# over laying scanned pen drawings using photoshop



## port2 (Jan 26, 2004)

I know that this should be simple but does anyone know how i can take a scanned pen drawing (on a white background) and overlay it onto another image/pattern.  i have tried this but as it is a scanned image it also overlays the white background.


----------



## lilbandit (Jan 26, 2004)

Try adjusting the opacity of the layer then paint over it? i think you can save a layer with a transparent background or at the very least save the outline to a separate image with a transparent backgound, then import it into your other image as a layer. There's probably a better way, I'm not a photoshop guru!


----------



## octane (Jan 27, 2004)

You have a bunch of layer options in the little drop-down / pop-up menu in the layers palette.

If you choose Darken, it will knock out the white and leave you with your line art.

Hope that helps?..


----------



## Miyabi (Jan 27, 2004)

Have a play with the blend modes, I'm sure one of them knocks out the white background.
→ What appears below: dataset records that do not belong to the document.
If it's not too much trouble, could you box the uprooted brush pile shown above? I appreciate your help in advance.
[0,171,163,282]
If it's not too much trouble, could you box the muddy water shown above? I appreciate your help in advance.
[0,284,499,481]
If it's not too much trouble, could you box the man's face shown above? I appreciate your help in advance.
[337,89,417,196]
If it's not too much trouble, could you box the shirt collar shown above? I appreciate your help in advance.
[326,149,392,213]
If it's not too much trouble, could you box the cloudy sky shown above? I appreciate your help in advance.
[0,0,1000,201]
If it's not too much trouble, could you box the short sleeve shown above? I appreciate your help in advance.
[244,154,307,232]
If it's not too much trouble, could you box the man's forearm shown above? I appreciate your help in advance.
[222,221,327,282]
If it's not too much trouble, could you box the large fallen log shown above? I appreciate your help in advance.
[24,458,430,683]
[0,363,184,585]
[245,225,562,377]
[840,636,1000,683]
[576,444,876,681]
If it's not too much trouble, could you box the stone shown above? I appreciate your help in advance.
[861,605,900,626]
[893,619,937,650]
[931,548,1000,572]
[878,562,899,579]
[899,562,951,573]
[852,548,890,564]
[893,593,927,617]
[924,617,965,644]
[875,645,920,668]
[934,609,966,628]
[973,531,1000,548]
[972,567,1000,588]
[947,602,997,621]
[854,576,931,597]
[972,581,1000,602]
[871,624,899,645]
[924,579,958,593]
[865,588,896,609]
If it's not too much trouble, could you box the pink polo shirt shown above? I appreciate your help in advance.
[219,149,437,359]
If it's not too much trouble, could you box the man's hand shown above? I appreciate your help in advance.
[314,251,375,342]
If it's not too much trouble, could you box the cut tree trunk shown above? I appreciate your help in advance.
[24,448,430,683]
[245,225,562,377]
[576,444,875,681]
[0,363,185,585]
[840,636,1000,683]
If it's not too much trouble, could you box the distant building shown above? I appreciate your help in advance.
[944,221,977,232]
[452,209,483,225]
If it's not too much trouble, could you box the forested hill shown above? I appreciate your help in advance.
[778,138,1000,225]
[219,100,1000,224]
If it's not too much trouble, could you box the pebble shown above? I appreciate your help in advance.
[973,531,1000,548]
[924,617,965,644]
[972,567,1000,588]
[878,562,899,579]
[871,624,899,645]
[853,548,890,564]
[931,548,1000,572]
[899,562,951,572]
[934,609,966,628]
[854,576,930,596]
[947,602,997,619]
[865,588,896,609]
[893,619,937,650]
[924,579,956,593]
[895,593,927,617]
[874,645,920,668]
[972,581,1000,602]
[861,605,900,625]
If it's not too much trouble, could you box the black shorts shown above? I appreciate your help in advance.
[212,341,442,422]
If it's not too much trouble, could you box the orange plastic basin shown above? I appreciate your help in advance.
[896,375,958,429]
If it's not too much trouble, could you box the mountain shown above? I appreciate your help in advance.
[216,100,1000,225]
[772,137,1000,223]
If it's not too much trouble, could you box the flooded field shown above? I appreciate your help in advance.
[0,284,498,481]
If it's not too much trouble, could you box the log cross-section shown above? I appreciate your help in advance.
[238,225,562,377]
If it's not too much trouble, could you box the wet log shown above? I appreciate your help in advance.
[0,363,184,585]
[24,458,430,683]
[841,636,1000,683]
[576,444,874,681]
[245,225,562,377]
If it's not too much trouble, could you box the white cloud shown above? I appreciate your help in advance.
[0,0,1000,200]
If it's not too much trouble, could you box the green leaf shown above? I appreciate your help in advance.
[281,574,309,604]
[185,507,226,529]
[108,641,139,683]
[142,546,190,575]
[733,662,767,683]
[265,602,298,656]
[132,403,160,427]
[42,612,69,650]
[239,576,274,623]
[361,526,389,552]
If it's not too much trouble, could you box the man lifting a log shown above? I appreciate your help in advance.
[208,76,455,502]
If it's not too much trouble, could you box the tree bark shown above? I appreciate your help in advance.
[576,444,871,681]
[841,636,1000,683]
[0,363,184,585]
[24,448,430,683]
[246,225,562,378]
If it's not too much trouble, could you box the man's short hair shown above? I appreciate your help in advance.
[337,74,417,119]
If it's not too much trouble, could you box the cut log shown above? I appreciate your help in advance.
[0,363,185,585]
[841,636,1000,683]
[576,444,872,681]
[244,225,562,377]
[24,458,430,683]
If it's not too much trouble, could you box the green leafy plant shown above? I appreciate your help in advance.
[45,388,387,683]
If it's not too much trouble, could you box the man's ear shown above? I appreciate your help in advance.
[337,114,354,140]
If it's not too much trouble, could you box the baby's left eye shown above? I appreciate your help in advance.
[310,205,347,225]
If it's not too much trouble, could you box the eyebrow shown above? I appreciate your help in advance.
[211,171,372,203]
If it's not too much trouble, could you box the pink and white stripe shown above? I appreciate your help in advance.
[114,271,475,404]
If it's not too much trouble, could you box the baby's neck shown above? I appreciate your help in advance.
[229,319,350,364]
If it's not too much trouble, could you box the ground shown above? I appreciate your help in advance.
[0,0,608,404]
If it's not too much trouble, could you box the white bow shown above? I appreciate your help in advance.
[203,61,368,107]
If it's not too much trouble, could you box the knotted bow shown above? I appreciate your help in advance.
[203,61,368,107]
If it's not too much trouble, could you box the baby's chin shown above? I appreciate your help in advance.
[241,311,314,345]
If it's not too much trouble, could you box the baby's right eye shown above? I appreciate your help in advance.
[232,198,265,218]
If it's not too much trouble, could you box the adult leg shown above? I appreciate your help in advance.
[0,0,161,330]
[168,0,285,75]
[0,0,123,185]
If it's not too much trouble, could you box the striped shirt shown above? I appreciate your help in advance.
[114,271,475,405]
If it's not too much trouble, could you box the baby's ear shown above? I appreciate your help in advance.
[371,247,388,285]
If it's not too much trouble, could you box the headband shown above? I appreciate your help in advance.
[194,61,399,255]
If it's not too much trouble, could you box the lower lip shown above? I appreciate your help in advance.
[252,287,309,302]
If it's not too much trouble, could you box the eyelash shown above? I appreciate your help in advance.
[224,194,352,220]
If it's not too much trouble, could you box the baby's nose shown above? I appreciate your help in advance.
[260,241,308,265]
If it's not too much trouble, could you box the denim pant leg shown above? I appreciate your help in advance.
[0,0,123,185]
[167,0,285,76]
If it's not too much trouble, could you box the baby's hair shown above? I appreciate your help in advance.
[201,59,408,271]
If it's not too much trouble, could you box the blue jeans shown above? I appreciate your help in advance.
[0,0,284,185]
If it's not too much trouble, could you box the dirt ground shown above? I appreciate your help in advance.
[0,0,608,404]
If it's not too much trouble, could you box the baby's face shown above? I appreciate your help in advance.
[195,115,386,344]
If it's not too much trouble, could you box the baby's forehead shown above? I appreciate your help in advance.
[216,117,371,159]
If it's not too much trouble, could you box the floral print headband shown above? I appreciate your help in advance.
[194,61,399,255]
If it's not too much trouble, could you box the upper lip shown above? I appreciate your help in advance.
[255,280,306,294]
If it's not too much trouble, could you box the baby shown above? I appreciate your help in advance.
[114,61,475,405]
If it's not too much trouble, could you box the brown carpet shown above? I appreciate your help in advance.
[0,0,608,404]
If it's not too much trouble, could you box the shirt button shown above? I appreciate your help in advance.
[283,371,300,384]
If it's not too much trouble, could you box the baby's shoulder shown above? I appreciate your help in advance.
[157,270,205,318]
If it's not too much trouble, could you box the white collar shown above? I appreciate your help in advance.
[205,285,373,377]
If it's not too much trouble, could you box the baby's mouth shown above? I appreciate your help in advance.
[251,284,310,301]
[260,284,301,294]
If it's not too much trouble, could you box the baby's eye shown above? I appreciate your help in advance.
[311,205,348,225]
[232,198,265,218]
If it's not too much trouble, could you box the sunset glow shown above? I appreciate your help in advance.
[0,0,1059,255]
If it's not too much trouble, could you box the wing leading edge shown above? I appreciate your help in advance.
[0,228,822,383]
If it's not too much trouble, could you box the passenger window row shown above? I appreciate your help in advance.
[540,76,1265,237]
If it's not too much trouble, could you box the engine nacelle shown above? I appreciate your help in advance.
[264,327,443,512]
If that fails, you can always 'select color range' and pick white, then clear the selection.

^^


----------



## Urbansory (Jan 28, 2004)

screen and overlay. One knocks out the white, the other the black. Slips my mind at this time, and i don't feel like checking. I use that method to color drawings, keeps your lines always on top, and the color neatly below. Also, double click the layer (i think) whatever it is you do to get to the layer options. I've been using PS for at least 8 years, so i just do things by instict, so I honestly couldn't tell you what keys, i just press away, a real power user. But you can adjust how the layers blend and such, try every options so you know the limitations of each. It might be a good idea to convert this black and white drawing to actual black and white pixels first then back to RGB. I would adjust the contrast slightly to make sure white is white and your lines are true black for the best results.


----------



## Arden (Jan 28, 2004)

Lighten and Screen make every part of a layer that is darker than the underlying layer transparent, while Darken and Multiply make the lighter parts transparent.  For a pen drawing, you should use Darken or Multiply.  Overlay is something like a cross between the two.

Either way, play with the various modes and see what you like.  What works in one situation may not work in another.


----------



## octane (Jan 28, 2004)

Wow! Is there an echo on this thread?

Didn't I say all of this in about 2 lines?


----------